PARIS — O3b Networks, which is building a constellation of 20 satellites in medium Earth orbit to provide broadband satellite links to telecommunications operators in Africa, Latin America and Asia, expects to complete its equity and debt financing this autumn, company chief executive Mark Rigolle said Sept. 9.
Rigolle said the delay of perhaps four months in closing the $1.1 billion package has been due to tough due-diligence procedures insisted on by equity shareholders.
“We’re a company that is still several years pre-revenue generation,” Rigolle said in an interview here during the World Satellite Business Week organized by Euroconsult. “But as we sit here today, I can tell you I have little doubt that we are about to complete the package.”
O3b has hired satellite manufacturer Thales Alenia Space of France and Italy to build an initial group of eight satellites, followed by 12 more, to form a constellation in an unusual medium Earth orbit covering an equatorial band between 45 degrees north and 45 degrees south latitude.
Resembling a trunking operation, the constellation beams Ka-band broadband signals to towers installed by O3b’s customers, mainly in the less-developed world. O3b, based in Britain’s Channel Islands, has secured a backlog of orders totaling about $600 million.

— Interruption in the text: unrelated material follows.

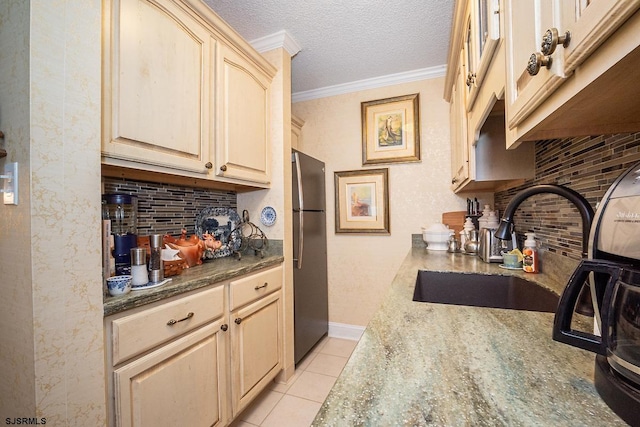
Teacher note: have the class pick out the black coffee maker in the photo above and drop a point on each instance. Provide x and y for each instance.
(613, 274)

Its biggest shareholder, satellite fleet operator SES of Luxembourg, has a 30 percent stake in the company and ultimately may take full control of the venture, SES officials have said. Rigolle was SES’s chief financial officer before assuming his O3b post early this year.
O3b has raised about $200 million, including $75 million in cash from SES, to permit Thales Alenia Space to begin work on the satellites, and to secure two launches, each carrying four satellites, of European Soyuz rockets. Rigolle declined to fix a launch date, saying he would not announce one until the company was further along in the production cycle.

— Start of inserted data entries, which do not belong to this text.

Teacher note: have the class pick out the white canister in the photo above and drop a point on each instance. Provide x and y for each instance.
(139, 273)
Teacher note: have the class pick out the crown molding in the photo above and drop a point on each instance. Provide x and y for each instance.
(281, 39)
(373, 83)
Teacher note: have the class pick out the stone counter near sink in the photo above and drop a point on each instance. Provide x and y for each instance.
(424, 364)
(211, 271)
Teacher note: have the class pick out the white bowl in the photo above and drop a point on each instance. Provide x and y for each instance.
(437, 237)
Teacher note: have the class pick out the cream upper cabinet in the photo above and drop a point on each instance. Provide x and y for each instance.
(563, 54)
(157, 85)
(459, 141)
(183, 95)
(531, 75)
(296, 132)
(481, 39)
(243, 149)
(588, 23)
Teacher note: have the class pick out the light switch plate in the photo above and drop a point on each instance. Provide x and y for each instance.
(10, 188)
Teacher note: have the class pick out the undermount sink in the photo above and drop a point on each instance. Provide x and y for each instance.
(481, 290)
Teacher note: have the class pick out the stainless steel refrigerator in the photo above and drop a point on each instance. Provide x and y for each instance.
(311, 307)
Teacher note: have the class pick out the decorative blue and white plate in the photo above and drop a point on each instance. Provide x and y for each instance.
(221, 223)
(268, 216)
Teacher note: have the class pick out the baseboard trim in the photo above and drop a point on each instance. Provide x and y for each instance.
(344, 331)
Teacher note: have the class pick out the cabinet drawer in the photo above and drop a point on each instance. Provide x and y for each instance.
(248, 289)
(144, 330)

Of the remaining $900 million, $500 million is in bank financing that has been secured by France’s Coface export-credit agency. Another $100 million is bank debt that is outside the Coface-backed package. Subordinated debt accounts for another $100 million, with shareholder equity expected to total $200 million.

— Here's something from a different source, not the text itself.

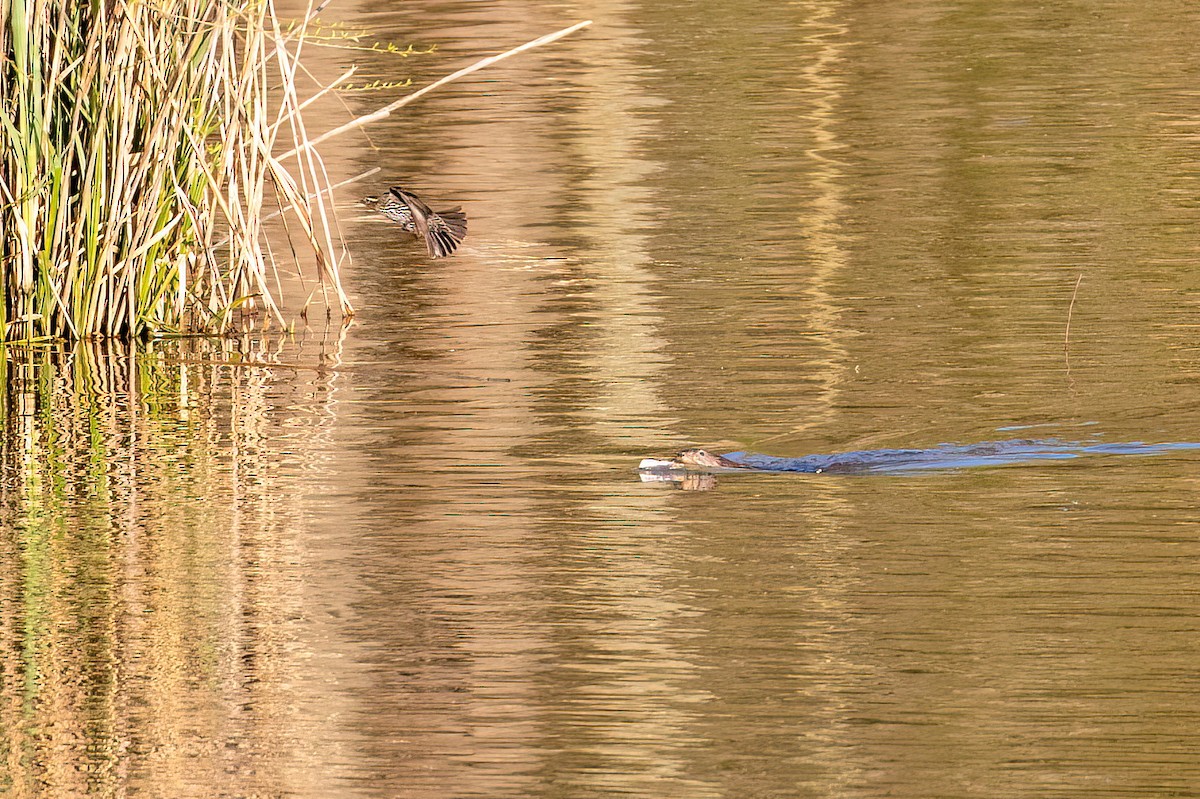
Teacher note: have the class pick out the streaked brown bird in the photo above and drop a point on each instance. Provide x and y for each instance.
(442, 230)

Rigolle said the $1.1 billion total would pay all O3b costs — satellites, launches, insurance and staff and other operating costs — for the full 20-satellite constellation. But the financing is being structured so that the creditors have the right to suspend payment after the first eight satellites are launched if the company does not meet certain milestones, he said.
Several of the major satellite fleet operators are eyeing O3b warily, at times dismissing the project as built on dubious technology and at times calculating how much of their current business O3b might snatch.
David McGlade, chief executive of satellite fleet operator Intelsat of Luxembourg and Washington, said here Sept. 7 that his company had perhaps $200 million a year in revenue that could theoretically be at risk if O3b delivers on its promise. McGlade made clear he continues to think O3b’s technology — fast-moving satellites handing off signals to ground antennas financed and installed by the local telecommunications operators in O3b’s operating regions — carries numerous risks.